Glucose tolerance is classified into 3 categories based on FPG:

FPG < 100 mg/dl --- normal.
FPG > 100 mg/dl but < 126 mg/dl impaired fasting glucose (IFG).
FPG > 126 mg/dl - it warrants diagnosis of DM.

Diabetes mellitus (DM) is now classified on the basis of its etiology, i.e, the pathogenic process that leads to hyperglycemia, as opposed to earlier criteria such as age of most or type of therapy. 2 broad categories are recognised.

Type 1 diabetics : usually developing absolute insulin deficiency by destruction of beta cells of pancreas, either autoimmune or idiopathic ( without known cause).

Type 2 diabetes: ranging from predominantly insulin deficiency with relative insulin deficiency, predominantly insulin secretary defect with insulin resistance.

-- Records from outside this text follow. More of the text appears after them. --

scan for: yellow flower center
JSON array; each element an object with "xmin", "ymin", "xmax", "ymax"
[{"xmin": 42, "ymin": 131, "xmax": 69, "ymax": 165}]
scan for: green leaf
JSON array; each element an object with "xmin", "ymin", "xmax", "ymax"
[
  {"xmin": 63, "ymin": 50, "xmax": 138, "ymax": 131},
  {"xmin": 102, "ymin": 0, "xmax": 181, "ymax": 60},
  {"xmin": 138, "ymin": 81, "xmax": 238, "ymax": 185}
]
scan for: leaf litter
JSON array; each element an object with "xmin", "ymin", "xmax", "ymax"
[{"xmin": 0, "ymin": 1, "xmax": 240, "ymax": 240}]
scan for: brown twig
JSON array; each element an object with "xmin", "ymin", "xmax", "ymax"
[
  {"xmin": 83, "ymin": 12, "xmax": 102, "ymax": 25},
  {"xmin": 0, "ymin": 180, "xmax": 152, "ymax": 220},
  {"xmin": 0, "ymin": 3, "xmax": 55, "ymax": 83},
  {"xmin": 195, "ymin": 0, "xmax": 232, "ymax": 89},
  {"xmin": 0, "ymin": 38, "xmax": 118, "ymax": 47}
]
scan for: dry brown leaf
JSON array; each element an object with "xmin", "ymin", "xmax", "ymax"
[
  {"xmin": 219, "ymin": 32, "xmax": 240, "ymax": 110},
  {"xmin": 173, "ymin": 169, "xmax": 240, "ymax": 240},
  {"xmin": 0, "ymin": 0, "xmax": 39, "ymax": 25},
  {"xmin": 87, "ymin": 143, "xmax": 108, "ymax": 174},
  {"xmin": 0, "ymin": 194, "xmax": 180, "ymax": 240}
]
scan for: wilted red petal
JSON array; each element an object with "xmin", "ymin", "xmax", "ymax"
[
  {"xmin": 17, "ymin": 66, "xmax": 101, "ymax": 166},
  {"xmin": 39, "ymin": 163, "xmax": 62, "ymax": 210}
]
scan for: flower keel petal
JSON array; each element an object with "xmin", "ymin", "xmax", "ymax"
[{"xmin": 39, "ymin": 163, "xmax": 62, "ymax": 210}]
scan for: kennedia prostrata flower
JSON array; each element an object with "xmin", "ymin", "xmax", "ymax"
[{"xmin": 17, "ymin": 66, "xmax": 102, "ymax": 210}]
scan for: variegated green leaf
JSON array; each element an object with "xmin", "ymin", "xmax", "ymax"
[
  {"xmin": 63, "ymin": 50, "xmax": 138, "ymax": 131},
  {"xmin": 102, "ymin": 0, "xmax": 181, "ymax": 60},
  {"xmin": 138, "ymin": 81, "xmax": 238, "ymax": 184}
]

Although Type 1 diabetes most commonly develops before the age of 30, an autoimmune beta cell destructive process can develop at any age. Again, many individuals with Type 2 diabetics eventually require insulin treatment for control of glycemia.

For this, the long used terms insulin-dependent diabetes mellitus (IDDM) and non-insulin- dependent diabetes mellitus (NIDDM) are becoming absolute.